Deduplication

Overview

Deduplication is a core process in the curation of the Dolma 3 dataset. At the trillion-token scale, efficiently identifying and removing duplicate content improves both training efficiency and data quality. Dolma 3 employs a three-stage deduplication strategy, reducing 38.7B documents down to 9.7B documents (a 75% reduction in document count).

Goals and Motivation

Token-efficient Training

The primary goal of deduplication is to achieve token-efficient training:

Reduced compute cost: Training on the same or similar content multiple times wastes computational resources
Memory efficiency: Removing duplicate data allows more diverse data to be retained in memory
Shorter training time: Eliminating redundant data enables more efficient training cycles

Duplicate Count as a Weak Signal of Quality

The frequency of duplication serves as a weak signal of content quality:

High-quality content: In many cases, it appears only once (original content)
Low-quality content: Spam, boilerplate text, and templated content tend to be repeated across multiple sites
Web scraping artifacts: The same content gets copied to multiple domains (mirror sites, etc.)

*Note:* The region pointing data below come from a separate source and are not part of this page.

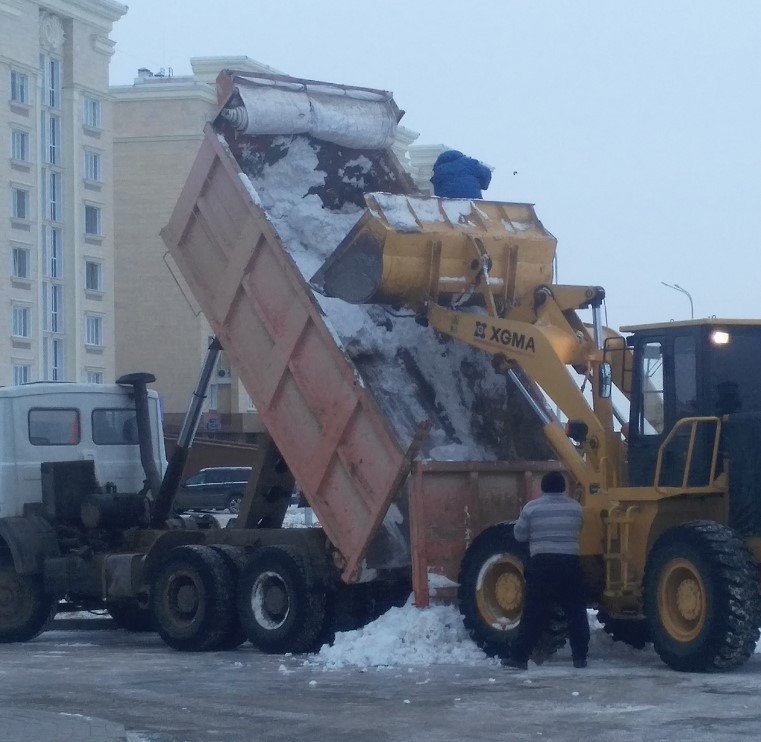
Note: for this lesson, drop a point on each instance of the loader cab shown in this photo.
(688, 369)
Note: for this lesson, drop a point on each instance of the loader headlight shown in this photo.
(720, 337)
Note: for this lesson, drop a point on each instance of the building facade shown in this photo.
(158, 128)
(57, 240)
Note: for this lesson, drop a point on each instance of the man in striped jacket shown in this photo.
(551, 525)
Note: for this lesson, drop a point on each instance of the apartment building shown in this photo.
(56, 207)
(158, 128)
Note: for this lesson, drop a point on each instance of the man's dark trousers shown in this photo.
(553, 579)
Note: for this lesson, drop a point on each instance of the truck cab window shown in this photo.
(114, 427)
(651, 405)
(54, 427)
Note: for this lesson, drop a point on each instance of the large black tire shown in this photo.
(632, 631)
(192, 599)
(234, 560)
(279, 607)
(132, 617)
(24, 607)
(701, 598)
(491, 595)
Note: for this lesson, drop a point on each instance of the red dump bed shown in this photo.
(325, 423)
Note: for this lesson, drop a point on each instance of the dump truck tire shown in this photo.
(635, 632)
(234, 559)
(491, 594)
(24, 606)
(701, 598)
(279, 607)
(192, 599)
(132, 617)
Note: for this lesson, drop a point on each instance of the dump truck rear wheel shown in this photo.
(24, 606)
(491, 595)
(132, 617)
(632, 631)
(193, 599)
(234, 560)
(279, 607)
(701, 598)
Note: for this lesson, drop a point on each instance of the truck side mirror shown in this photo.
(605, 380)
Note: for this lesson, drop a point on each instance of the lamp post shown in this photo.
(677, 287)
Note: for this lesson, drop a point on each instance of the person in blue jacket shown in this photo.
(457, 176)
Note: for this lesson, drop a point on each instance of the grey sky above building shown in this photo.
(634, 127)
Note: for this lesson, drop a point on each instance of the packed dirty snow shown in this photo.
(415, 375)
(410, 636)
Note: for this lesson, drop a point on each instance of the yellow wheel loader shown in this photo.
(671, 487)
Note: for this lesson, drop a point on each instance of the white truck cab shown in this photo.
(60, 421)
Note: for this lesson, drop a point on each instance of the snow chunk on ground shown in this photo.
(405, 636)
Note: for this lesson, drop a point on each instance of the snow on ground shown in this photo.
(414, 637)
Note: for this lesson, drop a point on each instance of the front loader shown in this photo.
(671, 491)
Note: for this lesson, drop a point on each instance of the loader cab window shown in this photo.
(651, 407)
(685, 377)
(54, 427)
(114, 427)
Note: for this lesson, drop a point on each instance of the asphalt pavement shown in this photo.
(100, 684)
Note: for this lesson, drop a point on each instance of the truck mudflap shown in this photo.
(30, 540)
(339, 446)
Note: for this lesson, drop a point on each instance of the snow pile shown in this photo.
(415, 376)
(405, 636)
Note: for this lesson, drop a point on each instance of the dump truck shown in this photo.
(671, 543)
(402, 444)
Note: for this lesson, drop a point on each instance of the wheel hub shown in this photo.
(501, 590)
(682, 600)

Diminishing Returns from Repetition

Training on the same content multiple times follows the law of diminishing returns:

1st exposure: The model learns new patterns and knowledge
2nd exposure: The additional learning benefit decreases
3rd exposure and beyond: Almost no additional benefit, with an increasing risk of overfitting

Three-stage Deduplication Strategy

Dolma 3 combines three stages, each targeting duplicates at a different granularity.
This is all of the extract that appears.